[Tester Wanted]: Graceful shutdown of flows

GogoVega · 10 November 2025 09:23

Hi all,

I'm reaching out to you today to gather feedback on a potential new feature in NR v5.

This new feature is graceful shutdown of flows – providing a way to halt incoming work while allowing in-progress work to complete before fully stopping.

Imagine your flow contains an http in => function => http response workflow, and you decide to deploy a change. If a request arrives while the flow is restarting, this request will be lost, and the client will receive a 404 error.

The graceful shutdown feature would allow NR to send the response to the client before closing nodes.

More specifically, graceful shutdown is a three-step shutdown sequence:

Close all message initiator nodes. These nodes are defined by the user in the UI.
Wait until the list of messages in progress is empty (or until the timeout is reached).
Close remaining nodes.

Each flow/subflow has its own tab for individual configuration. This window contains:

timeout
a list of message initiator nodes
a checkbox for failFast

The failFast option allows you to cancel the graceful shutdown of other flows linked to its closure. See shutdown scope in the linked PR.
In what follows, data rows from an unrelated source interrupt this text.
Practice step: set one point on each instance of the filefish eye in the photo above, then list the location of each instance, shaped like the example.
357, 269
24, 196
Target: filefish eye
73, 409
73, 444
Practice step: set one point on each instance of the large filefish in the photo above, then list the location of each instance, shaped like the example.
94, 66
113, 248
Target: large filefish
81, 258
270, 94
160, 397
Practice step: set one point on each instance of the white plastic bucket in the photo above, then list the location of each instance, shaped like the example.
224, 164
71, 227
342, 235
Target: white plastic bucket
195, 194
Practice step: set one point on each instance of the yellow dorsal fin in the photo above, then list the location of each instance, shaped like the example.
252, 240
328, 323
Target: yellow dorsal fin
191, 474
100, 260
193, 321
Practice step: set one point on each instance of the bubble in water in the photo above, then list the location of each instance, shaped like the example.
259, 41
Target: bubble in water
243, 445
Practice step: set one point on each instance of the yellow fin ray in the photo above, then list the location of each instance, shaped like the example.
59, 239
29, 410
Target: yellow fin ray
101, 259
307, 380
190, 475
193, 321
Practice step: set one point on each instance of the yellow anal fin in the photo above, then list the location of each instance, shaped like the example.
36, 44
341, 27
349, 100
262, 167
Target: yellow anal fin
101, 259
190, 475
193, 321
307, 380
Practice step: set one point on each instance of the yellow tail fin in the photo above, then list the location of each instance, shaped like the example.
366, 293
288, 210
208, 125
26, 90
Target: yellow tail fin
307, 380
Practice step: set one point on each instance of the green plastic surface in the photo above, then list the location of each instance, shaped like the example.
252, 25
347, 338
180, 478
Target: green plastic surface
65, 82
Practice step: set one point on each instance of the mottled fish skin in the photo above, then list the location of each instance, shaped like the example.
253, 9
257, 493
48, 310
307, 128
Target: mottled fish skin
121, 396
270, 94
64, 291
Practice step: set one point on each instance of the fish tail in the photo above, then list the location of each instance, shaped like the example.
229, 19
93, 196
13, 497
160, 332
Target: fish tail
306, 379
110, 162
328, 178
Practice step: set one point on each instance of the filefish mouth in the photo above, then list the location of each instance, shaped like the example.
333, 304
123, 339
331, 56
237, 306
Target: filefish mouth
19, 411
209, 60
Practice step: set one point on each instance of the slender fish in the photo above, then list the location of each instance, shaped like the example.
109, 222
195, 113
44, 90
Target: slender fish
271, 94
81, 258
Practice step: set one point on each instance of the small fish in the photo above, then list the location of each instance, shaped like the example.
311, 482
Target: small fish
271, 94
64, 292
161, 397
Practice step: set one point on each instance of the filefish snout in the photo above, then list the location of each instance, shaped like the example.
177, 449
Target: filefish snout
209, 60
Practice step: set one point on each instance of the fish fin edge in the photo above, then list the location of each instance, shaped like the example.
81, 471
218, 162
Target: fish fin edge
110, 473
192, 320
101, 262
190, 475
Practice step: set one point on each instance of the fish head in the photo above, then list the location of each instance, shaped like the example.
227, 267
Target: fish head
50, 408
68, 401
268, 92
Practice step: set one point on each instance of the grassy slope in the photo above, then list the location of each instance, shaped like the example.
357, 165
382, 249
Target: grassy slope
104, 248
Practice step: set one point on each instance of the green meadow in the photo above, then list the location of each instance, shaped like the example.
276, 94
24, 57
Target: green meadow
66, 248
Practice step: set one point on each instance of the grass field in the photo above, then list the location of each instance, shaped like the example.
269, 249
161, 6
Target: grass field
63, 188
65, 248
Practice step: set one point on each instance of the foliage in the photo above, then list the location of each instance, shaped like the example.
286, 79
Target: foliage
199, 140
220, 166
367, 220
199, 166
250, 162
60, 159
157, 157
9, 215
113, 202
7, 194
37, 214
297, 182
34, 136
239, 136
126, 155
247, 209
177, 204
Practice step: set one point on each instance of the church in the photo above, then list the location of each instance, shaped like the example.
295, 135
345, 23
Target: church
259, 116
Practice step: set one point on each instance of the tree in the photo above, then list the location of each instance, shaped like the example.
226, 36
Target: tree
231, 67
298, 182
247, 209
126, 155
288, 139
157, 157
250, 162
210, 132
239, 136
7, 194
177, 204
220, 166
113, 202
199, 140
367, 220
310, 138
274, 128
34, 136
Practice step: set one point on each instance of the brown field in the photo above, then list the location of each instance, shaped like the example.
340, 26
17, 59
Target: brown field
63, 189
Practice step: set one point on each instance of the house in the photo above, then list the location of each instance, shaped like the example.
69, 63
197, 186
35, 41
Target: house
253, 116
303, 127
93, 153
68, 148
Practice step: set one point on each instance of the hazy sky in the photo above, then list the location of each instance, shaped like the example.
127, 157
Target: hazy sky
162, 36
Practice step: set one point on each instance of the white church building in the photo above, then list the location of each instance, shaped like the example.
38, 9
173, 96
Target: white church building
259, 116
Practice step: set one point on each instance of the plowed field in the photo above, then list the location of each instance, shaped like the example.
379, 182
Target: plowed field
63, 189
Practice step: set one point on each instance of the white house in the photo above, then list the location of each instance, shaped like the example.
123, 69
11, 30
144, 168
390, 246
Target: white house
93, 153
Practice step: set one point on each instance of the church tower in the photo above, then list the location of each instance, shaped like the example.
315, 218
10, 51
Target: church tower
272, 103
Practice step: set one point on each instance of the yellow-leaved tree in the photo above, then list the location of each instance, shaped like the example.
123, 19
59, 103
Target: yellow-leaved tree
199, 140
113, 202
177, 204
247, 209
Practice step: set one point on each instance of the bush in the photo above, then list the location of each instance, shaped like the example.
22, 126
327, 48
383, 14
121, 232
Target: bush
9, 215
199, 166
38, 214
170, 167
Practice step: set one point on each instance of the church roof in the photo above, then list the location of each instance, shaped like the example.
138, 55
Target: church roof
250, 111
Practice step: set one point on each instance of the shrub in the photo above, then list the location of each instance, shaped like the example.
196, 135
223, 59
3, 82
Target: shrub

This sequence works the same way for a restart and all three types of deployment (full/flow/node).

You can test this new feature yourself by:

cloning the repository: git clone https://github.com/GogoVega/node-red.git
checking out the branch: git checkout 2296-graceful-shutdown
installing dependencies: npm i
building NR: npm run build
and finally running it: npm start

The linked PR contains a test flow to help you discover

NOTE: Nick has not yet approved details of its internal workings.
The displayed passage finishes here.